Since it's far more efficient and "intelligent" to have many small models competing with and correcting each other for the best possible answer, in parallel, there simply is no need for giant, inefficient, monolithic monsters.
They ain't gonna tell us that, though, because then we'd know that we don't need them anymore.
[1] for lack of a better term that I am not aware of.
There is no gain for anyone anywhere by reducing parameter count overall if that's what you mean. That sounds more like you don't like transformer models than a real performance desire
Scaling laws are real! But they don't preclude faster processing.
A lot of inference code is set up for autoregressive decoding now. Diffusion is less mature.

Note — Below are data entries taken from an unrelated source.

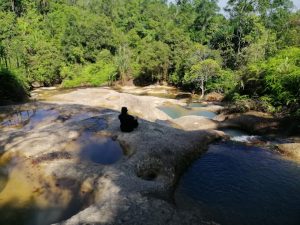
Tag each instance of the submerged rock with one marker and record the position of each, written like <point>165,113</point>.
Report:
<point>290,149</point>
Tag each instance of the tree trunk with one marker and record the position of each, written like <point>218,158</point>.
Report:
<point>13,7</point>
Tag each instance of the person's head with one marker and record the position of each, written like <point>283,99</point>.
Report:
<point>124,110</point>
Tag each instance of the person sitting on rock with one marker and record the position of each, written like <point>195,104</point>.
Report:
<point>128,122</point>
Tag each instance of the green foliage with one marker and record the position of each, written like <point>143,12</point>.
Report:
<point>254,51</point>
<point>93,74</point>
<point>277,79</point>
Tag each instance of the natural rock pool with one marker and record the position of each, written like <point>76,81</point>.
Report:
<point>235,184</point>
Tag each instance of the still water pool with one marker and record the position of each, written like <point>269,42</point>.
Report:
<point>235,184</point>
<point>176,111</point>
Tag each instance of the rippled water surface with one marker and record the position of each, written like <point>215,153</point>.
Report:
<point>175,111</point>
<point>234,184</point>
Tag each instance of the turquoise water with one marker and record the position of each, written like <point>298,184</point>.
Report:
<point>29,118</point>
<point>234,184</point>
<point>101,150</point>
<point>175,111</point>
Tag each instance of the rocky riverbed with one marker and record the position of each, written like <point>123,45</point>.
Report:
<point>66,148</point>
<point>137,188</point>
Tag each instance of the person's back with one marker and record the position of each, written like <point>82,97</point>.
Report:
<point>128,122</point>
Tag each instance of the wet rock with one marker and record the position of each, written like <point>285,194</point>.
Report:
<point>214,97</point>
<point>136,189</point>
<point>195,123</point>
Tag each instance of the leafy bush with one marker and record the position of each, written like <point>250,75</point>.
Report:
<point>13,87</point>
<point>94,74</point>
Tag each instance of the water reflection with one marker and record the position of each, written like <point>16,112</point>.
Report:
<point>29,118</point>
<point>176,111</point>
<point>31,198</point>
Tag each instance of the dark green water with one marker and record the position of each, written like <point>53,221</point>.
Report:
<point>97,149</point>
<point>175,111</point>
<point>235,184</point>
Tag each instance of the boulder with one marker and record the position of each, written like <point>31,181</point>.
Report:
<point>214,97</point>
<point>290,149</point>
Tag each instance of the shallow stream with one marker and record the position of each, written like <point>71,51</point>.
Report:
<point>237,184</point>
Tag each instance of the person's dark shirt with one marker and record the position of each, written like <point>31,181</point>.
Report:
<point>128,122</point>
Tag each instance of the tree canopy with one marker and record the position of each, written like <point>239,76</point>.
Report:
<point>88,43</point>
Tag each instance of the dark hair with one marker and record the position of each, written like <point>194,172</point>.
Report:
<point>124,110</point>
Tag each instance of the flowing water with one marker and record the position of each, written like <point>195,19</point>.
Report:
<point>27,195</point>
<point>176,111</point>
<point>235,184</point>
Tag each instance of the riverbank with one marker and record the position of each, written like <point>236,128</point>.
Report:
<point>133,190</point>
<point>52,134</point>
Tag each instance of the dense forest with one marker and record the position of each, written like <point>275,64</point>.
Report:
<point>252,51</point>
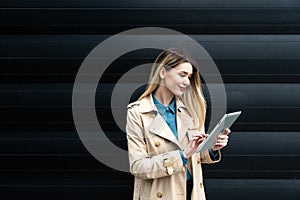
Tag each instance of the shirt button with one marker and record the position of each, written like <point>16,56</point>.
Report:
<point>157,144</point>
<point>159,195</point>
<point>152,114</point>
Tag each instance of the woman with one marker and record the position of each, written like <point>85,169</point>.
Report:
<point>164,129</point>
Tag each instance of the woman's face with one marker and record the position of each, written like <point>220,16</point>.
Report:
<point>177,79</point>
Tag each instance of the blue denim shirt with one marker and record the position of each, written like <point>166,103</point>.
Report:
<point>169,115</point>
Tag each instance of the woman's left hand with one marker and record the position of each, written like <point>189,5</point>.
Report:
<point>222,140</point>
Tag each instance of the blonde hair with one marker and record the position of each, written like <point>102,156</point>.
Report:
<point>193,97</point>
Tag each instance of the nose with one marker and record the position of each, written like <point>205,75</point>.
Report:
<point>186,81</point>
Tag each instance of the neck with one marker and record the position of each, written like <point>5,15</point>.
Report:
<point>163,95</point>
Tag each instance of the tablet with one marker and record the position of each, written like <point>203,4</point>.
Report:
<point>226,121</point>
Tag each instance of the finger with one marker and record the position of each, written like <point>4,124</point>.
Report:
<point>227,131</point>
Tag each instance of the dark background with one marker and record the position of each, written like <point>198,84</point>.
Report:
<point>255,44</point>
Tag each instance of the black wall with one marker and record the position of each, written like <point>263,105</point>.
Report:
<point>255,44</point>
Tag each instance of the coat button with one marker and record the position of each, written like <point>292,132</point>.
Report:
<point>157,144</point>
<point>201,185</point>
<point>159,195</point>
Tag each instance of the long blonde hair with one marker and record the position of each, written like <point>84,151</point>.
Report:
<point>193,97</point>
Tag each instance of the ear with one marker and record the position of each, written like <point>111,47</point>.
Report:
<point>162,73</point>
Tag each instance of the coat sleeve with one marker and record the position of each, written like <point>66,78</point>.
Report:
<point>141,164</point>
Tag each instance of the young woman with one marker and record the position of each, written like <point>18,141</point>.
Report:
<point>164,128</point>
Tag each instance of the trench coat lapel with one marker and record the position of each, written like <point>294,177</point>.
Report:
<point>184,121</point>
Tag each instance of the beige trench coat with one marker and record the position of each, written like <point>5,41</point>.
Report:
<point>154,154</point>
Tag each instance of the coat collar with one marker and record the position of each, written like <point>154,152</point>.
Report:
<point>160,127</point>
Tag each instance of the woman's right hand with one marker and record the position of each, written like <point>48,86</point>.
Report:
<point>193,145</point>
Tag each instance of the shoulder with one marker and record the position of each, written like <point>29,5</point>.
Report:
<point>133,104</point>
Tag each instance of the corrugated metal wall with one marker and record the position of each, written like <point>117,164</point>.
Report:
<point>255,44</point>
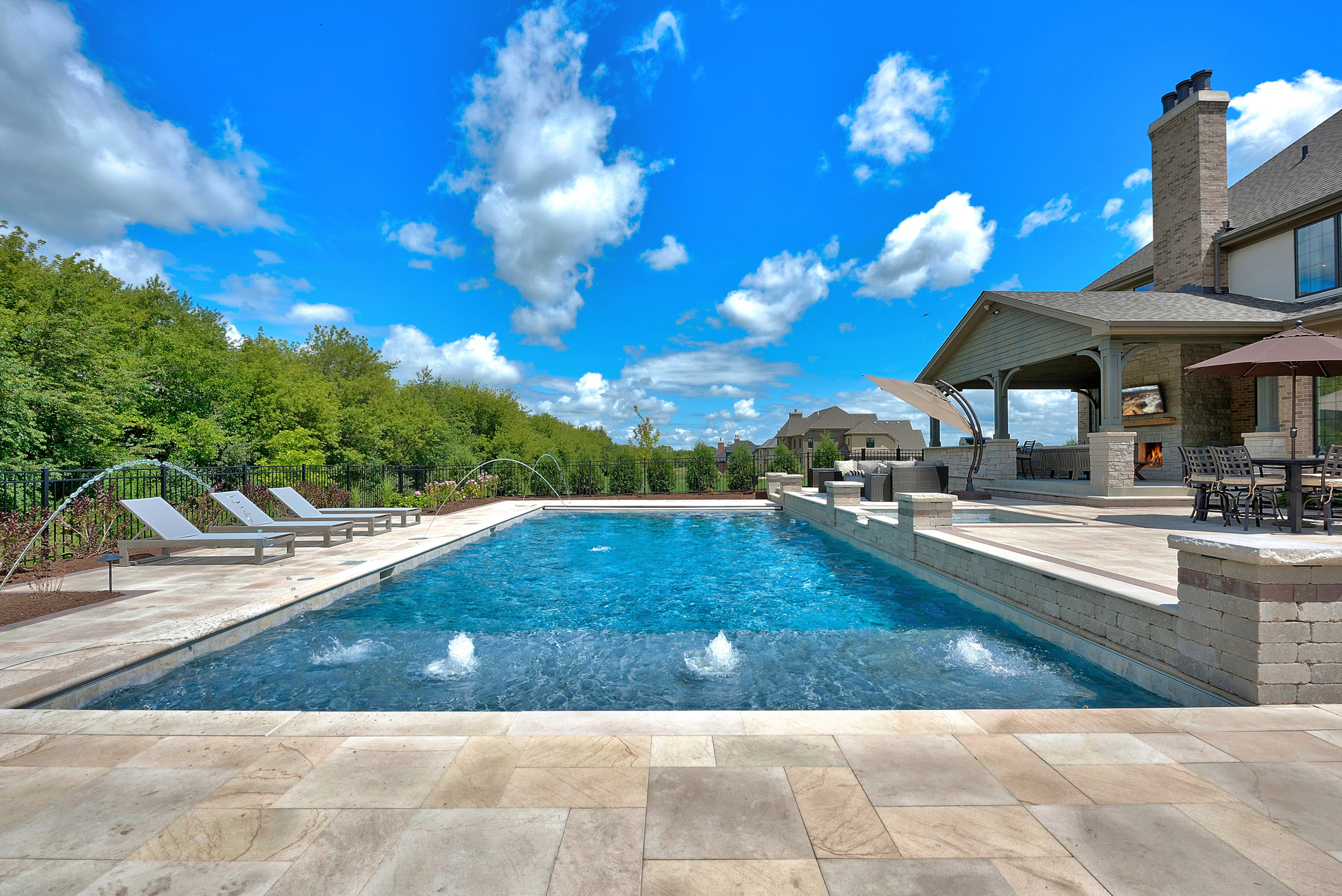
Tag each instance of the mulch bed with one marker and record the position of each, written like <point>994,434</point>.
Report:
<point>18,607</point>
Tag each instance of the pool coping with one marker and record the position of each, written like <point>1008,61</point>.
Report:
<point>145,670</point>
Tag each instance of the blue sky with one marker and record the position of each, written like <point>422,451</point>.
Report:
<point>714,211</point>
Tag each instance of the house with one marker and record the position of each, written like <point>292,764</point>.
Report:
<point>850,431</point>
<point>1228,265</point>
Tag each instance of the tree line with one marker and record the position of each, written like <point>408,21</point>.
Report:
<point>96,370</point>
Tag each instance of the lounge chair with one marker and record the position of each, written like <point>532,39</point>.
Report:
<point>254,519</point>
<point>174,530</point>
<point>344,513</point>
<point>302,508</point>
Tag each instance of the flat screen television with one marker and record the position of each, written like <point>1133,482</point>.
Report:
<point>1143,400</point>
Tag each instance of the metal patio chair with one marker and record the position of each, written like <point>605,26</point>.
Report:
<point>1322,487</point>
<point>1238,477</point>
<point>1200,475</point>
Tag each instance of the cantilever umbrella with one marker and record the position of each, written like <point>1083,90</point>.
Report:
<point>1293,353</point>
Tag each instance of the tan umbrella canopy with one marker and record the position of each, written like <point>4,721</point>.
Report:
<point>1293,353</point>
<point>927,399</point>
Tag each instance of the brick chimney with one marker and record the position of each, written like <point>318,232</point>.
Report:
<point>1189,192</point>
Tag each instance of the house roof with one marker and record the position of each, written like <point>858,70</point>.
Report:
<point>1277,188</point>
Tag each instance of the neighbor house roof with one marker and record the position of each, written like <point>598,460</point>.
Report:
<point>1277,189</point>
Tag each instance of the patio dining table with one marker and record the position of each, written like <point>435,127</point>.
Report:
<point>1294,469</point>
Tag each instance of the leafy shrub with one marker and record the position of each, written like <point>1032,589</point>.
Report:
<point>827,454</point>
<point>701,472</point>
<point>661,472</point>
<point>624,478</point>
<point>784,462</point>
<point>741,470</point>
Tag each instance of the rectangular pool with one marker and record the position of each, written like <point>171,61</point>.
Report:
<point>643,610</point>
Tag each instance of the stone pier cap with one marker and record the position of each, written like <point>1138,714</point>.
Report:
<point>1260,550</point>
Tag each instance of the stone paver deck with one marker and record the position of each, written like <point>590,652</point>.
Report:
<point>999,802</point>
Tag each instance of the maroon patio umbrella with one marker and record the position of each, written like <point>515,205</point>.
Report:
<point>1294,353</point>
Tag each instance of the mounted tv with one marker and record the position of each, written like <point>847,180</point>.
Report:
<point>1143,400</point>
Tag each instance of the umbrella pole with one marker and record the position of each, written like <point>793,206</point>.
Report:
<point>1294,408</point>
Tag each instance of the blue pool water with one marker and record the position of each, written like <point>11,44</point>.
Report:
<point>658,610</point>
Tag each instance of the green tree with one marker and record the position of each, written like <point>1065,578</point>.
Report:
<point>827,452</point>
<point>784,462</point>
<point>741,470</point>
<point>701,472</point>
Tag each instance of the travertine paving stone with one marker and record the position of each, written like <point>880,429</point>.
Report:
<point>1305,868</point>
<point>1030,778</point>
<point>921,770</point>
<point>682,750</point>
<point>968,832</point>
<point>472,852</point>
<point>111,814</point>
<point>838,816</point>
<point>1048,878</point>
<point>602,852</point>
<point>733,878</point>
<point>1155,849</point>
<point>724,813</point>
<point>1298,796</point>
<point>777,750</point>
<point>913,876</point>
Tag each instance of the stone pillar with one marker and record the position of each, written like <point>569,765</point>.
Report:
<point>842,493</point>
<point>1260,616</point>
<point>1111,459</point>
<point>1267,445</point>
<point>999,459</point>
<point>779,483</point>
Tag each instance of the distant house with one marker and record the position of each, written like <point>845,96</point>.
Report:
<point>851,431</point>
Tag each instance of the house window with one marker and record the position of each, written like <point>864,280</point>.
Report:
<point>1317,256</point>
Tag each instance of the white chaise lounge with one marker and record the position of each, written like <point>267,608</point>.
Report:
<point>344,513</point>
<point>172,530</point>
<point>302,508</point>
<point>254,519</point>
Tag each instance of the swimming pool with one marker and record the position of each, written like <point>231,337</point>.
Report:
<point>643,610</point>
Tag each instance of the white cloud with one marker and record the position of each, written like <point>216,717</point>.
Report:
<point>547,198</point>
<point>890,121</point>
<point>744,410</point>
<point>422,239</point>
<point>666,258</point>
<point>1055,210</point>
<point>777,294</point>
<point>474,358</point>
<point>942,247</point>
<point>1140,229</point>
<point>712,369</point>
<point>1137,179</point>
<point>269,298</point>
<point>1274,116</point>
<point>663,27</point>
<point>82,163</point>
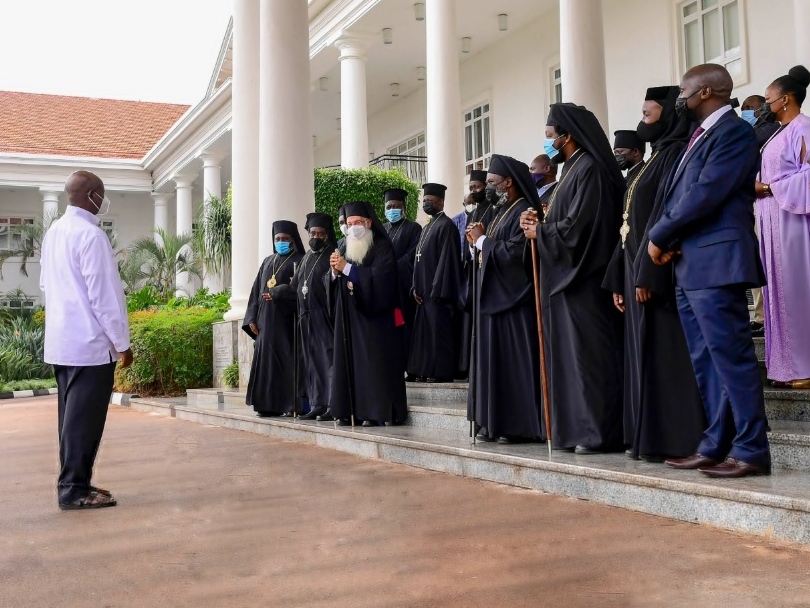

Not sure if Ollama or llama cpp support it.
But I wish there were more "let's scale this thing to the skies" experiments from those who actually can afford to scale things to the skies.
It would certainly be nice though if this kind of negative result was published more often instead of leaving people to guess why a seemingly useful innovation wasn't adopted in the end.
I wonder how far down they can scale a diffusion LM? I've been playing with in-browser models, and the speed is painful.
But I wonder how Taalas' product can scale. Making a custom chip for one single tiny model is different than running any model trillions in size for a billion users.
Roughly, 53B transistors for every 8B params. For a 2T param model, you'd need 13 trillion transistor assuming scale is linear. One chip uses 2.5 kW of power? That's 4x H100 GPUs. How does it draw so much power?
If you assume that the frontier model is 1.5 trillion models, you'd need an entire N5 wafer chip to run it. And then if you need to change something in the model, you can't since it's physically printed on the chip. So this is something you do if you know you're going to use this exact model without changing anything for years.
Very interesting tech for edge inference though. Robots and self driving can make use of these in the distant future if power draw comes down drastically. 2.4kW chip running inside a robot is not realistic. Maybe a 150w chip.
> The first generation HC1 chip is implemented in the 6 nanometer N6 process from TSMC. ... Each HC1 chip has 53 billion transistors on the package, most of it very likely for ROM and SRAM memory. The HC1 card burns about 200 watts, says Bajic, and a two-socket X86 server with ten HC1 cards in it runs 2,500 watts.
https://www.nextplatform.com/2026/02/19/taalas-etches-ai-mod...
I'd take an army of high-school graduate LLMs to build my agentic applications over a couple of genius LLMs any day.
This is a whole new paradigm of AI.
If people can make RL scalable-- make it so that RL isn't just a final phase, but something which is as big as the supervised stuff, then diffusion models are going to have an advantage.
If not, I think autoregressive models will still be preferred. Diffusion models become fixed very fast, they can't actually refine their outputs, so we're not talking about some kind of refinement along the lines of: initial idea -> better idea -> something actually sound.
Although the lab that did this research (Chris Re and Tri Dao are involved) is run by the world's experts in squeezing CUDA and Nvidia hardware for every last drop of performance.
At the API level, the primary differences will be the addition of text infill capabilities for language generation. I also somewhat expect certain types of generation to be more cohesive (e.g. comedy or stories where you need to think of the punchline or ending first!)
https://huggingface.co/tencent/WeDLM-8B-Instruct
Diffusion isn’t natively supported in the transformers library yet so you have to use their custom inference code.